Regardless of the why however, the evidence points strongly toward the conclusion that oestrogen modulation through the administration of HRT may well be a good therapeutic option for treating COVID-19 in perimenopausal and menopausal women. The immune modulating effects of oestradiol should therefore not be underestimated.

References

Baquedano L, Navarro, J. et al. (2022) “SARS-Cov-2 Infection in Postmenopausal Women. New Data on Menopause Hormone Therapy”. Research Square. doi:10.21203/rs.3.rs-1157428/v1.
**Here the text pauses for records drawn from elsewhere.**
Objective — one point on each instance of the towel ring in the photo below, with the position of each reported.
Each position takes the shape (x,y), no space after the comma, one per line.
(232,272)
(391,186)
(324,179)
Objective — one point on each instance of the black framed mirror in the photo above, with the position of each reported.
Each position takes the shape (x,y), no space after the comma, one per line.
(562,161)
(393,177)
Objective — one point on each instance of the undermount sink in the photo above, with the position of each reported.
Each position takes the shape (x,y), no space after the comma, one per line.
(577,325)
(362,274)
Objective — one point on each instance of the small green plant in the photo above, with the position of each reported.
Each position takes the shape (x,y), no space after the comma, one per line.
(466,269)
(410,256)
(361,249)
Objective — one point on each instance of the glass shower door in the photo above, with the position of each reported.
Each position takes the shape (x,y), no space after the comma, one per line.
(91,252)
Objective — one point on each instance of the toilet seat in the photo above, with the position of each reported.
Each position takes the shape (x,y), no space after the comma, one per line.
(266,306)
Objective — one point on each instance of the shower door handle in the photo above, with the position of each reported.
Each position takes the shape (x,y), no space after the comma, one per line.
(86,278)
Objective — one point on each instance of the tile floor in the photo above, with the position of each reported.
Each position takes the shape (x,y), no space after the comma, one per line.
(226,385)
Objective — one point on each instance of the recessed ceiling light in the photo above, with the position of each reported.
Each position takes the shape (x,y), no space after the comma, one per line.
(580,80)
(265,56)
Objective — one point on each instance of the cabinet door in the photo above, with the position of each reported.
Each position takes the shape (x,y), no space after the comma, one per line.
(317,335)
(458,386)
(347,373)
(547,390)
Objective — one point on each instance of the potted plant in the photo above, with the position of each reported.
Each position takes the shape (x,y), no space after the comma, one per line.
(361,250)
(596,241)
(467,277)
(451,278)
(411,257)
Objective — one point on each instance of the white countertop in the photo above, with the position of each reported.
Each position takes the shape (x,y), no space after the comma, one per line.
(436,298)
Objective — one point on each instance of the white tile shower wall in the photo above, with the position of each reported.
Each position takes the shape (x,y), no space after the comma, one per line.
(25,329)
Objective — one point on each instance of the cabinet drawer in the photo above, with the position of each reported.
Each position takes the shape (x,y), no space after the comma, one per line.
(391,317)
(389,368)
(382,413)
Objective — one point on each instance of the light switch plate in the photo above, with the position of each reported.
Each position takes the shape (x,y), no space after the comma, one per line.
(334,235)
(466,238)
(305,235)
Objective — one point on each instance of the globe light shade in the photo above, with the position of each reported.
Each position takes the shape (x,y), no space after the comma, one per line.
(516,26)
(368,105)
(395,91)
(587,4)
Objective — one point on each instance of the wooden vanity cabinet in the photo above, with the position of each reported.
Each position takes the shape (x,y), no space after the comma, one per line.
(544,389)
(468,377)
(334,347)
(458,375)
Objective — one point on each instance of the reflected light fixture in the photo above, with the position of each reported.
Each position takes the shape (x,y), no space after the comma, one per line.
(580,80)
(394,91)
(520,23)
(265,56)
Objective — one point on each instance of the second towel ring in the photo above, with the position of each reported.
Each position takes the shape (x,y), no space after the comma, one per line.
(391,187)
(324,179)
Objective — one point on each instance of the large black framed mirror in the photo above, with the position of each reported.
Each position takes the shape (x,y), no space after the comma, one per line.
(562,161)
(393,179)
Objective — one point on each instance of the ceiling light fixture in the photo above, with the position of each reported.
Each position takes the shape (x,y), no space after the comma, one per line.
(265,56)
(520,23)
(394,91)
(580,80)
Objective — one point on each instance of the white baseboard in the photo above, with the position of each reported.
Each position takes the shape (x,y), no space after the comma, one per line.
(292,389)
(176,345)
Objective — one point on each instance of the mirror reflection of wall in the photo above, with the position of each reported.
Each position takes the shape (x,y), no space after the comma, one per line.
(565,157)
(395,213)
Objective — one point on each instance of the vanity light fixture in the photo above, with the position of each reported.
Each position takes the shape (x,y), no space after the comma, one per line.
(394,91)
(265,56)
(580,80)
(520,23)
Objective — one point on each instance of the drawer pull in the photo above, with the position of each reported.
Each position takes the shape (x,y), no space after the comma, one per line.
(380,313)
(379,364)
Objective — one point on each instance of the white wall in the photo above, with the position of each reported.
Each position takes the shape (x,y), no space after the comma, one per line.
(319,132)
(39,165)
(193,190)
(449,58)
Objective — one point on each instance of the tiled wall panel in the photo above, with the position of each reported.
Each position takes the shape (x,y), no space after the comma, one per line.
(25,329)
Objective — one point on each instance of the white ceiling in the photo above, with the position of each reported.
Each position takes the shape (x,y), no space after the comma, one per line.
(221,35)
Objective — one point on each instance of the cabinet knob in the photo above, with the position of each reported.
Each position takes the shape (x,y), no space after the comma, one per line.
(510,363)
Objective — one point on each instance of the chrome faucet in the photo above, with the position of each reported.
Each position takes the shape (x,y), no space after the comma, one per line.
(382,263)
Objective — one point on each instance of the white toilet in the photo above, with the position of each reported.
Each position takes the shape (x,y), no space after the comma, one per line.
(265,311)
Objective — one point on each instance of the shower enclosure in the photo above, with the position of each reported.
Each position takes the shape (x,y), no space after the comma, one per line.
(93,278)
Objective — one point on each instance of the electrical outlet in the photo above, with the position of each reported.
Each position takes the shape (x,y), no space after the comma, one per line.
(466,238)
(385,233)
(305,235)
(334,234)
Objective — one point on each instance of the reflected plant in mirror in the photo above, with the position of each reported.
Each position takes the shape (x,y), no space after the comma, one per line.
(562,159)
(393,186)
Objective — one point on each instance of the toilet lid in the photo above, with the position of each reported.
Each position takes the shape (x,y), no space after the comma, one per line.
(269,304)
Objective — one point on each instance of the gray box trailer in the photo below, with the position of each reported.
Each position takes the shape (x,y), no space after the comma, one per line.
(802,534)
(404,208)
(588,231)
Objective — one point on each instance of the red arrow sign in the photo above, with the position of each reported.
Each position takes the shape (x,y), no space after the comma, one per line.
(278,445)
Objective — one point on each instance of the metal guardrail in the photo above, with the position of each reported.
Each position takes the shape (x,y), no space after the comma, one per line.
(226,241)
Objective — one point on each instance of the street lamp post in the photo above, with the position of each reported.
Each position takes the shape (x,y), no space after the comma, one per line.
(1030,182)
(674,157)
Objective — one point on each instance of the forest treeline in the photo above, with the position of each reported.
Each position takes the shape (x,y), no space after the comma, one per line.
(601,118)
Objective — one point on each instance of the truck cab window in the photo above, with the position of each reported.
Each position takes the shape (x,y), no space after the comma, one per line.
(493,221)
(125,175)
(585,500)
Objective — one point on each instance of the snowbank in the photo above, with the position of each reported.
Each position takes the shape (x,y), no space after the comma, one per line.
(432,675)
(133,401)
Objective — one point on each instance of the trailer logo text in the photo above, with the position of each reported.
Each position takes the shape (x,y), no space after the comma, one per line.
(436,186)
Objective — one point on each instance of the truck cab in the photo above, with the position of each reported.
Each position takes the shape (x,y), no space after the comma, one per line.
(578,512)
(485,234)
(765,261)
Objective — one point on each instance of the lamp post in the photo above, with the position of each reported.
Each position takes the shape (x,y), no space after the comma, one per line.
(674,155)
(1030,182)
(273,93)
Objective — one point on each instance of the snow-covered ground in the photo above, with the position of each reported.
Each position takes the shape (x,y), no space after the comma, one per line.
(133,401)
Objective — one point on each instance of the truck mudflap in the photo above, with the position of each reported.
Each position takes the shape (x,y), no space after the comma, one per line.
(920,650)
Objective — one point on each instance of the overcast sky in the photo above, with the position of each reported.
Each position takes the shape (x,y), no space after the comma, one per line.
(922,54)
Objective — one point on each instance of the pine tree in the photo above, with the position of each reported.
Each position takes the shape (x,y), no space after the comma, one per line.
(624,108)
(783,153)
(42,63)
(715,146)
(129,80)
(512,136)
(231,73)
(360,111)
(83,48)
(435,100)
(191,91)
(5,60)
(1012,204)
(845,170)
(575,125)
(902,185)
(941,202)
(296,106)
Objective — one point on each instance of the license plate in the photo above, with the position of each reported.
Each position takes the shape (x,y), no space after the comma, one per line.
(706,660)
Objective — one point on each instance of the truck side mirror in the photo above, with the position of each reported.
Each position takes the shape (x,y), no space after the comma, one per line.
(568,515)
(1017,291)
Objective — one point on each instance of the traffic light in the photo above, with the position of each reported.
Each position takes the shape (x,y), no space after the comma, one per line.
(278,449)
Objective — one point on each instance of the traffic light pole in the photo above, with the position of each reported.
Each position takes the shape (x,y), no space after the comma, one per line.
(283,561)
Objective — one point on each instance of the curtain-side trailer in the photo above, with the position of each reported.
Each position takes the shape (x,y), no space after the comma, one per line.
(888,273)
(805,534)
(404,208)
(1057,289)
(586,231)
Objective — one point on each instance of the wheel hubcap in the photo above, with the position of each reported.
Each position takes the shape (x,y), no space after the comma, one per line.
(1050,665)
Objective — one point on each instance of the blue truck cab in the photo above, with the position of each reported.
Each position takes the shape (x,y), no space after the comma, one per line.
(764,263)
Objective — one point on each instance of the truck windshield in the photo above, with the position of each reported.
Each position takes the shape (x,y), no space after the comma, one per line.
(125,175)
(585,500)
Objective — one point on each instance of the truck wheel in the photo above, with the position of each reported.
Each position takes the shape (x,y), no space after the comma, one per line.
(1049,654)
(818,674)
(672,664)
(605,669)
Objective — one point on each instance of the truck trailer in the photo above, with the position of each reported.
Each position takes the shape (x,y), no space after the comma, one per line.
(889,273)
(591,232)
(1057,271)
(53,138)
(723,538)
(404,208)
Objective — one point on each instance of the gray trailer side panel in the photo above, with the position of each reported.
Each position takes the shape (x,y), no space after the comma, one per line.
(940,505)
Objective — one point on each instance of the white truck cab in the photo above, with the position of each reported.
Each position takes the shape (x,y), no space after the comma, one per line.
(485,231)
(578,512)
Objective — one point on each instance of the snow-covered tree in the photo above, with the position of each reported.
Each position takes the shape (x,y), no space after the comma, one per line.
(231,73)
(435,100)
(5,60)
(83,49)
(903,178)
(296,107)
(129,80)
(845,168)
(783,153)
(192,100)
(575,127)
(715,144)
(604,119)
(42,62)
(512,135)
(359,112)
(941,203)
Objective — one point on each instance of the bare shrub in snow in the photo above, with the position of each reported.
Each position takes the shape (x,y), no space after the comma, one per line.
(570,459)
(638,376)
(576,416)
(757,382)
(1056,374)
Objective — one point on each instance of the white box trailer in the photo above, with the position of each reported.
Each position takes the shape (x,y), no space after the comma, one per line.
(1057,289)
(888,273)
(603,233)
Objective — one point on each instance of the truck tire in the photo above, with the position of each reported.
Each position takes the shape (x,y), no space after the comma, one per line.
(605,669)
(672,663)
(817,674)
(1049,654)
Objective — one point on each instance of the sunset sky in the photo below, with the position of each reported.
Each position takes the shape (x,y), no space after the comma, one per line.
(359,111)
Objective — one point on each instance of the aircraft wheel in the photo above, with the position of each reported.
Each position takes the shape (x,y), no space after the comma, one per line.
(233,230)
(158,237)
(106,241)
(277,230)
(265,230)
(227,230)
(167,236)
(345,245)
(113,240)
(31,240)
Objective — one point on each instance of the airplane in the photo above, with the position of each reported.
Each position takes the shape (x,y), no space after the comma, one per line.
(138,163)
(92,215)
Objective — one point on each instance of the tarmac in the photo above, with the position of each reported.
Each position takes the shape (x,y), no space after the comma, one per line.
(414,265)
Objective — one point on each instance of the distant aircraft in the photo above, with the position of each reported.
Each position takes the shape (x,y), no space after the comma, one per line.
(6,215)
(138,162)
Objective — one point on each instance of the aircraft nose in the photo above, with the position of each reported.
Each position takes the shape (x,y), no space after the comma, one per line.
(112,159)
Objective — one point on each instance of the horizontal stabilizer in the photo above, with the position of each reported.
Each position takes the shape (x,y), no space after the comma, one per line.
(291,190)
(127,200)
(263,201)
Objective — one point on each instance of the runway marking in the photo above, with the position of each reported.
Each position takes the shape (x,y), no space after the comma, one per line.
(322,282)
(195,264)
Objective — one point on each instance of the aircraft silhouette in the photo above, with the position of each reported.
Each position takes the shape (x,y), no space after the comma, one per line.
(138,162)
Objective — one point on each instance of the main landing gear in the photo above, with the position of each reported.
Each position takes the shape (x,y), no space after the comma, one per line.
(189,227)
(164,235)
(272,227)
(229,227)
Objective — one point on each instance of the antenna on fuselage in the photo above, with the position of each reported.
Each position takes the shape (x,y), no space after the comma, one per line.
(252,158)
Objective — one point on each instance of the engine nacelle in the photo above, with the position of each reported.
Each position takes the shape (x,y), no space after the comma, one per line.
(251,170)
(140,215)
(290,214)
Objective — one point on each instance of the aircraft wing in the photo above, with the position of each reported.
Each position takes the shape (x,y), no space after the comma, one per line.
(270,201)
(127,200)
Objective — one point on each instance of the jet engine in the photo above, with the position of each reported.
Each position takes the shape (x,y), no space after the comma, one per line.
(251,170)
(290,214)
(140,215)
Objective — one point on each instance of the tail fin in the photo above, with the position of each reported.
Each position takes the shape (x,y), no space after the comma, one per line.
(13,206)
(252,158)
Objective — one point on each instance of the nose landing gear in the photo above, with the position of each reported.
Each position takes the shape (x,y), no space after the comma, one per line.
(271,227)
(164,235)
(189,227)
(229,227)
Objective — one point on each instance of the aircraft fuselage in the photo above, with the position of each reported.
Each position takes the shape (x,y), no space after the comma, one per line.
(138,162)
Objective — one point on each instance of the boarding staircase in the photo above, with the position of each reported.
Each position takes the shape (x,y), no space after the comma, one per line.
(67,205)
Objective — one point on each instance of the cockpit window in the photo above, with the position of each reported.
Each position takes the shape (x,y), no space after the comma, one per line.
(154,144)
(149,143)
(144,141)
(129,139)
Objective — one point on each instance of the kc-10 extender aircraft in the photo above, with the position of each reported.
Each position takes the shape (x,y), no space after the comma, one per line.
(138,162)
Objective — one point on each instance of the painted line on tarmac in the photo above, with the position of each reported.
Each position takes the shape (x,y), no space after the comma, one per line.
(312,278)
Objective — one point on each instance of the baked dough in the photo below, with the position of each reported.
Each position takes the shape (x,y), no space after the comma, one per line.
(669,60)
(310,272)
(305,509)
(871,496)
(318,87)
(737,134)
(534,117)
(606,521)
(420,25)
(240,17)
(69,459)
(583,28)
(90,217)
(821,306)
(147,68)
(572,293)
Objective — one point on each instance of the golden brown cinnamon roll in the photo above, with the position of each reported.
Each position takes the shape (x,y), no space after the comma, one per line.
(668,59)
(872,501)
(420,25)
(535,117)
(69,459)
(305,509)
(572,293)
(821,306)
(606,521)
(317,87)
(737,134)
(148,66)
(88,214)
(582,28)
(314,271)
Dambha-Miller H, Hinton W, Joy M, Feher M, de Lusignan S. (2021) “Mortality in COVID-19 amongst women on Hormone Replacement Therapy or Combined Oral Contraception: A cohort study” medRxiv. doi: https://doi.org/10.1101/2021.02.16.21251853

Ghosh S, Klein RS. (2017) “Sex drives dimorphic immune responses to viral infections”.  Journal of Immunology. 198 (5), pp. 1782–1790. doi:10.4049/jimmunol.1601166

Seeland U, Coluzzi F, Simmaco M, Mura C, Bourne PE, Heiland M, Preissner R, Preissner S. (2020) “Evidence for treatment with estradiol for women with SARS-CoV-2 infection”. BMC Med, 18 (369), pp. 2-9. doi:10.1186/s12916-020-01851-z

Sund M, Fonseca-Rodríguez O, Josefsson A, et al. (2022) “Association between pharmaceutical modulation of oestrogen in postmenopausal women in Sweden and death due to COVID-19: a cohort study”. BMJ Open, 12: e053032. doi:10.1136/bmjopen-2021-053032.

Trenti A, Tedesco S, Boscaro C, Trevisi L, Bolego C, Cignarella A. (2018) “Estrogen, Angiogenesis, Immunity and Cell Metabolism: Solving the Puzzle” International Journal of Molecular Sciences,19 (3) 85. doi:10.3390/ijms19030859.